Ulis Hannemann, Taxifahrer und Autor, ärgert sich über Bachmann-Preisträgerin Inka Parei, die in einem taz-Interview zugegeben hatte, neben dem Schreiben keinen anderen Beruf ausüben zu können. Besprochen werden Karst Woudstras Stück "Der Würgeengel" an der Schaubühne Berlin, ein "zweifelhaftes" Album mit Rio-Reiser-Coverversionen und ansonsten Bücher, darunter eine Studie von Ernst Vollrath zur Frage "Was ist das Politische? Eine Theorie des Politischen und seiner Wahrnehmung", der Roman "Die Romantiker" von Barbara Gowdy und der neue Roman "11 Minuten" von Paul Coelho (siehe unsere Bücherschau ab 14 Uhr).

Auf der nach wie vor gewöhnungsbedürftigen und nur schwer einsichtigen Seite tazzwei erklärt der Bielefelder Soziologe Jörg Hüttermann im Interview, warum es gar nicht so schlimm sei, wenn sich Leute in einer ostwestfälischen Kleinstadt über den Bau einer Moschee in ihrer Nachbarschaft aufregen. Erst durch ein hartes Aufeinanderprallen von Kulturen entstünde ein "fruchtbarer Austausch". Und auf der Medienseite gratuliert Julia Gerlach dem arabischen Nachrichtensender al-Dschasira zum siebten Geburtstag.

Und hier TOM.

FAZ, 04.11.2003

Nach dem Streit um die Bioethik scheint uns eine neue Debatte zu drohen: Sind wir die bloßen Marionetten unseres Gehirns? Der Strafprozessrechtler Klaus Lüderssen greift eine These der Hirnforscher Gerhard Roth und Wolf Singer auf, wonach bei Verbrechen nicht von Schuld gesprochen werden könne, weil der Verbrecher neuronal bedingt gar nicht anders hätte handeln können. Lüderssen scheint dieser These in seinem mit Habermas-Zitaten getrüffelten Text zwar nicht folgen zu wollen, schreibt ihr aber große Verdienste zu: "Es ist nicht zuletzt den neuen Impulsen jener Hirnforscher zu verdanken, dass sich die Diskussion jetzt wieder auf diese zentrale Frage konzentriert, und für Strafrechtswissenschaft und -praxis liegt darin eine große, seit langem vermisste Chance, der Lösung des quälenden Problems der Schuld näher zu kommen."

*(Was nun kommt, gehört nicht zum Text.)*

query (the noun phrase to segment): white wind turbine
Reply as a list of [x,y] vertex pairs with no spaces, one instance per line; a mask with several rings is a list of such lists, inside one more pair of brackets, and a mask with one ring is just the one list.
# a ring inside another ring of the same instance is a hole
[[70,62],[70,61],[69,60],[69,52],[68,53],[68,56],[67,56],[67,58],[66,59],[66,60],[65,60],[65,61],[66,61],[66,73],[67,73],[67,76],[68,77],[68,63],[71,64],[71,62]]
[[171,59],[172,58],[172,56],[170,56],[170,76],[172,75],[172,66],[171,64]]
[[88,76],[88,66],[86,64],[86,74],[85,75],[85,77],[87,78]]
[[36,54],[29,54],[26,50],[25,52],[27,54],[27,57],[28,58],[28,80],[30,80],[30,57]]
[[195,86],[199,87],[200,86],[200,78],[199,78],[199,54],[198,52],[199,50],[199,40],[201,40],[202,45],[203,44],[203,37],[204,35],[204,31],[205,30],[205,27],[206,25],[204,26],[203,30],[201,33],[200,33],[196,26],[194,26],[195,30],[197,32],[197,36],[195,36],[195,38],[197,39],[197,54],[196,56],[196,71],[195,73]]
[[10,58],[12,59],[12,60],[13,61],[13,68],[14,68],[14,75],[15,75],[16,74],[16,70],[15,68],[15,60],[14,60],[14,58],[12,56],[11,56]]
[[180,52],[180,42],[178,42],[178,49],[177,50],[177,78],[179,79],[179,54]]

Joseph Hanimann stellt den Bildband "Goulag" des polnischen Fotografen Tomasz Kizny vor, der private Fotos aus dem Gulag sammelte und selbst in den ehemaligen Lagern fotografierte. "Vergilbter Girlandenschmuck auf der Operettenbühne, Fronarbeit in horizontlosen Landschaften, in der Tundra verrottende Dampflokomotiven von Zügen, die nie fuhren - das sind Bilder, die totalitären Wahnsinn anschaulich machen." In Frankreich, wo man sich intensiver mit der Geschichte des Gulag auseinandersetzt als in Deutschland, wurde der Band zum Ereignis. Hier ein Artikel aus Le Monde zum Buch.

Weitere Artikel: Durch die drängendere Frage nach unserer gehirnmäßigen Determinierung ist die Debatte um die Frauen und die Macht auf Seite 5 des Feuilletons verdrängt, wo der Afrikahistoriker Andreas Eckert leider keine historisch verbürgten Beispiele von matriarchalischen Gesellschaften findet. Andreas Platthaus kommt in der Leitglosse auf Gerüchte zu sprechen, wonach Woody Allen bereit sei, für zehn Millionen Dollar seine Memoiren zu schreiben, die Verlage aber nicht genug geboten hätten. Dirk Schümer hat eine Tagung über deutschrömische Kultureinrichtungen in einer derselben beigewohnt. Renate Schostak gratuliert dem Germanisten Paul Michael Lützeler zum Sechzigsten. Gina Thomas schreibt zum Tod der britisch-deutschen Journalistin und Schriftstellerin Christabel Bielenberg, die den Widerständlern des 20. Juli nahe stand. Gerhard R. Koch schreibt zum Tod von Bernd Plagemann von der Deutschen Grammophon. Sabine B. Vogel schreibt zur Eröffnung des Kunsthauses Graz mit der Ausstellung "Einbildung - Das Wahrnehmen in der Kunst". Matthias Grünzig beklagt den Verfall des "Großen Schlosses" in Blankenburg, einer Kleinstadt am Nordrand des Harzes.

Auf der letzten Seite besucht Jordan Mejias für eine hübsche Reportage das letzte Wohnhaus Louis Armstrongs in Queens, New York, 34-56 107th Street. Robert von Lucius porträtiert Anders Hellström, den neuen künstlerischen Leiter des Nederlands Dans Theaters. Und Andreas Platthaus fragt, ob sich der Asterixzeichner Albert Uderzo neuerdings von einem Zeichnerteam unterstützen lässt.

Auf der Medienseite meldet Michael Hanfeld die Rückkehr Michel Friedmans in das ihm einzig angemessene Rampenlicht bei der politisch so verdienstvollen Sabine Christiansen. Hanfeld stellt auch das neue Programmschema des Kultursenders 3sat vor, das ab März nächsten Jahres gelten soll. Und Paul Ingendaay erzählt wie die monarchistische spanische Zeitung ABC auf die Nachricht von der bevorstehenden Heirat des Kronprinzen Felipe mit der Fernsehjournalistin Letizia Ortiz reagierte: Die Titelseite wurde freigeräumt - und im Innenteil die Seiten 10 bis 30!

Besprochen werden Martin Y Solers Oper "Una cosa rara" in Stuttgart, ein Konzert Indischer Virtuosen und des Ensemble Modern im Berliner Haus der Kulturen der Welt, Lutz Hübners Jugendtheaterstück "Nellie Goodbye" in Hagen (wo entgegen allen Trends gerade eine neue Bühne für die Jugend eingerichtet wurde) und die Ausstellung "Ferdinand I. - Herrscher zwischen Blutgericht und Türkenkriegen" im Stadtmuseum Wiener Neustadt.

Außerdem präsentiert die FAZ heute ihre zweite Literaturbeilage: 16 Seiten, den Aufmacher widmet Richard Kämmerlings zwei Autoren, die "in der Provinz das Erzählen entdecken": Marcus Braun ("Hochzeitsvorbereitungen") und Garrison Keillor ("Das letzte Heimspiel").